O elenco, porém, é um trunfo inquestionável. Juliette Armanet, cantora consagrada na França, transita com naturalidade entre a desenvoltura no canto e a expressão dramática. Ela constrói uma Cécile que é muito mais que uma caricata chef estressada; é uma mulher em conflito com suas próprias conquistas, percebendo que a sofisticação que tanto almejou pode ser uma barreira para sentimentos mais básicos e arrebatadores. François Rollin, como o pai teimoso e de coração frágil, é um contraponto perfeito. Sua atuação seca e repleta de gestos cotidianos – um modo de fritar um bife, um olhar de reprovação mascarado de indiferença – comunica volumes sobre uma relação pai-filha marcada mais pelos silêncios do que pelas palavras. A química com Bastien Bouillon também funciona, criando uma tensão romântica crível, que fala mais de passado e possibilidades perdidas do que de um clichê amoroso.
Tecnicamente, o filme brilha em seus detalhes sensoriais.
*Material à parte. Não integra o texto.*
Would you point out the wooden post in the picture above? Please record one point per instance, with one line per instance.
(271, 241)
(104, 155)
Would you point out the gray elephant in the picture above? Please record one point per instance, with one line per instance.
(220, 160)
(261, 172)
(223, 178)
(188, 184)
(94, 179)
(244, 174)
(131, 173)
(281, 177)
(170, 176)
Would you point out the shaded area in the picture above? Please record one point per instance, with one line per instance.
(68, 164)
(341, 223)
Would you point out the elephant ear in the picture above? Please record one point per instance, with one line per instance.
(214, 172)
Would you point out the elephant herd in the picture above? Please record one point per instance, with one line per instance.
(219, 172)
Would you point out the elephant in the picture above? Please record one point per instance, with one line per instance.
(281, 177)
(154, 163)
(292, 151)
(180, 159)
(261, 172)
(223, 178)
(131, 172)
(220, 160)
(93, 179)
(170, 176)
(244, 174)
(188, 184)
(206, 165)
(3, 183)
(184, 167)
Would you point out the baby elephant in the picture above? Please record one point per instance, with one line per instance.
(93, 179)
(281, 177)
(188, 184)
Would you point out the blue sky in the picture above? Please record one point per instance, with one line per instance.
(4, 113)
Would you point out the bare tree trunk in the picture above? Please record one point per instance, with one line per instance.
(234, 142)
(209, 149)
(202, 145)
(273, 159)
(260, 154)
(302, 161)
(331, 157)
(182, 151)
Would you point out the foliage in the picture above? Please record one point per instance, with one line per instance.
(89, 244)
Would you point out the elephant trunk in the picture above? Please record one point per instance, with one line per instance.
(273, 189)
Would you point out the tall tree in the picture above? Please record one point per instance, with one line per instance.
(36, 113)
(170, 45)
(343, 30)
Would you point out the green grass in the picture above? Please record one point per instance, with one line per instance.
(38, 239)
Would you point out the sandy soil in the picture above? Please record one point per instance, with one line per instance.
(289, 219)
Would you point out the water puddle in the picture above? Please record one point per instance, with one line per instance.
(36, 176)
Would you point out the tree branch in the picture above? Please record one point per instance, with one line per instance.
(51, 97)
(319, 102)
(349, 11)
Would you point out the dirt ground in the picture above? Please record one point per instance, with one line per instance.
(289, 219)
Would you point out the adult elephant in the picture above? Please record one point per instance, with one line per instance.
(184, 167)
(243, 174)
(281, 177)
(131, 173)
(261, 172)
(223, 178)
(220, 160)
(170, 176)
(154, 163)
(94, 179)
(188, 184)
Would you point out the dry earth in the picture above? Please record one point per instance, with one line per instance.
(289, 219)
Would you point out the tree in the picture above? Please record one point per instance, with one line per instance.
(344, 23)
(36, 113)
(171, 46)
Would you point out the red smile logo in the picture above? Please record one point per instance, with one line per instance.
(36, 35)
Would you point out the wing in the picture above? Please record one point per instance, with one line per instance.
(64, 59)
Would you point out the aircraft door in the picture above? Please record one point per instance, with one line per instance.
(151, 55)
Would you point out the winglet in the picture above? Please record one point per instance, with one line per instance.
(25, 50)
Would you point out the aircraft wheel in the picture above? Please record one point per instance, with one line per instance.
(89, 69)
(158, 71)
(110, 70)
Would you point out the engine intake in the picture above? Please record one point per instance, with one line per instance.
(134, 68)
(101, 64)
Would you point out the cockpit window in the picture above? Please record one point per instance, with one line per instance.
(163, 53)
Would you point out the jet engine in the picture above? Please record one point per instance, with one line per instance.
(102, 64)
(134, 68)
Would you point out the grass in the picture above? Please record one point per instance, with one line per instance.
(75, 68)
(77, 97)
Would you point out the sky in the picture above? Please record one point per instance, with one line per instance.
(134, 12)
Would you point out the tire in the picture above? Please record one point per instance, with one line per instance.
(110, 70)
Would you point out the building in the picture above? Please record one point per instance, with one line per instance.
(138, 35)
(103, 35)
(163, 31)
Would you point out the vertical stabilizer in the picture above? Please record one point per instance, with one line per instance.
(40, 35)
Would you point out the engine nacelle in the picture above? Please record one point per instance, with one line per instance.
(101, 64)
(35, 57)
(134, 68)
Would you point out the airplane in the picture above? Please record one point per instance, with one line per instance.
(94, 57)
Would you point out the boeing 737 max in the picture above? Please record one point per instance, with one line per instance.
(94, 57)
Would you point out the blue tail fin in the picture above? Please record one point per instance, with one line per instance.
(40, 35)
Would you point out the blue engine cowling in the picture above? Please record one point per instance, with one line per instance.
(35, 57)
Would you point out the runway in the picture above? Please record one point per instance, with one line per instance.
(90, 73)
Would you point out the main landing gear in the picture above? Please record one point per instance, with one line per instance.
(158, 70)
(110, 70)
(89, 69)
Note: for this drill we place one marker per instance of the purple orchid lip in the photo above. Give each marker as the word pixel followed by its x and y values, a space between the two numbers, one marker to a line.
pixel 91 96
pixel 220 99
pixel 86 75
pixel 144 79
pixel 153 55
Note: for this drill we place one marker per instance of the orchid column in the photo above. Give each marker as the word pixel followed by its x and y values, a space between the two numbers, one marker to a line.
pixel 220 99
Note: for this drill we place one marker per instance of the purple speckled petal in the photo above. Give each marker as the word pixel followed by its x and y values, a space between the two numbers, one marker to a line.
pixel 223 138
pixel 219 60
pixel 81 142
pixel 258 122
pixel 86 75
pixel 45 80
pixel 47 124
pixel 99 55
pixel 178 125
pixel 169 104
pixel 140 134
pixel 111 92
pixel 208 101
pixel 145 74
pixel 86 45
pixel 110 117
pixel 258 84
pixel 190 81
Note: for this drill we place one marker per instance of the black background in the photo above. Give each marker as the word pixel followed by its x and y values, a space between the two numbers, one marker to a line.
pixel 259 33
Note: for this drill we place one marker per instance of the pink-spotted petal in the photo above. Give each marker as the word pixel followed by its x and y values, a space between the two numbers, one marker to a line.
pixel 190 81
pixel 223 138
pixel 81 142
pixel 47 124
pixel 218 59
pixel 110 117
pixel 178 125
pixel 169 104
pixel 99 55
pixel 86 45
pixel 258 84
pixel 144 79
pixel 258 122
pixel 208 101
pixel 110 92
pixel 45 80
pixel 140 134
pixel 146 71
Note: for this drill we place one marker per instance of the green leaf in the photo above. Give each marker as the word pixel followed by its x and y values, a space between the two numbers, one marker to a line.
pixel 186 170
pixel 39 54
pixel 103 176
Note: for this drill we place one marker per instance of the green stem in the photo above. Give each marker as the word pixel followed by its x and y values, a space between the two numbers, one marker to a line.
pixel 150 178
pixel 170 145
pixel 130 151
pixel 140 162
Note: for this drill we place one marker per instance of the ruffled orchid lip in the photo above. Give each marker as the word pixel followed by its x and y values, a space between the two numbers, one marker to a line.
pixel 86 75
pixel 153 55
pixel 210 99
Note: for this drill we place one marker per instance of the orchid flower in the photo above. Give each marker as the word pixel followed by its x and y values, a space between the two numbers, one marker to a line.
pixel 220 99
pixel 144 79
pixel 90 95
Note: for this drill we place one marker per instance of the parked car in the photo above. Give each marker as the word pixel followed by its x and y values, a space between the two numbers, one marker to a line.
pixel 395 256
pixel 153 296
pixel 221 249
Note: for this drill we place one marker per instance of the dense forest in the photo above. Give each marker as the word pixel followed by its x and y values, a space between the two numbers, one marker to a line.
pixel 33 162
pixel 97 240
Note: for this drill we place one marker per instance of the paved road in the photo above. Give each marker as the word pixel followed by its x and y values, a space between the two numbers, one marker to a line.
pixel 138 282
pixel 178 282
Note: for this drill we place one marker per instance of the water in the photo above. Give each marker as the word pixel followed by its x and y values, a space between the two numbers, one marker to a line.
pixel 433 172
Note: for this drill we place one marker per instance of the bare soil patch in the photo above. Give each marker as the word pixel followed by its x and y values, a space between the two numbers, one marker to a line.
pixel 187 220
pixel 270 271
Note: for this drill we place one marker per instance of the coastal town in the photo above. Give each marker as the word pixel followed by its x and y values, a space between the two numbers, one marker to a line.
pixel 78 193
O trabalho de som design é primoroso em construir a textura auditiva dos dois mundos: o ruído metálico e preciso de uma cozinha profissional versus o burburinho acolhedor e desordenado do restaurante provincial. Os close-ups dos alimentos – o brilho de uma redução de vinho, a textura rústica de um purê de batatas – são quase táteis, servindo como metáforas visuais para os temas centrais. A fotografia, já mencionada, cumpre bem seu papel de narrar visualmente o conflito interno da protagonista, embora pudesse se arriscar mais nos momentos musicais, talvez usando movimentos de câmera mais ousados para traduzir a libertação emocional que o canto pretende trazer.

O Segredo da Chef é um prato ambicioso, repleto de ingredientes de primeira qualidade e preparado com evidente carinho. Amélie Bonnin demonstra um olhar sensível para as nuances das relações familiares e para a dor do crescimento, que muitas vezes significa se afastar para se tornar quem se é. A questão que fica, e que torna a crítica válida como ponto de discussão, é sobre a harmonia final desse banquete. A fusão entre o drama realista do retorno às origens e a estilização do musical nem sempre encontra o ponto de emulsão perfeito. As transições tonais podem ser bruscas, e alguns subplots parecem cozidos em fogo muito baixo, sem tempo para desenvolver pleno sabor.
No balanço final, o filme pode não conquistar todos os paladares, mas oferece uma refeição com personalidade suficiente para gerar uma boa conversa após os créditos finais – e, no mundo do cinema e da gastronomia, isso já é um indicativo de que valeu a pena a visita.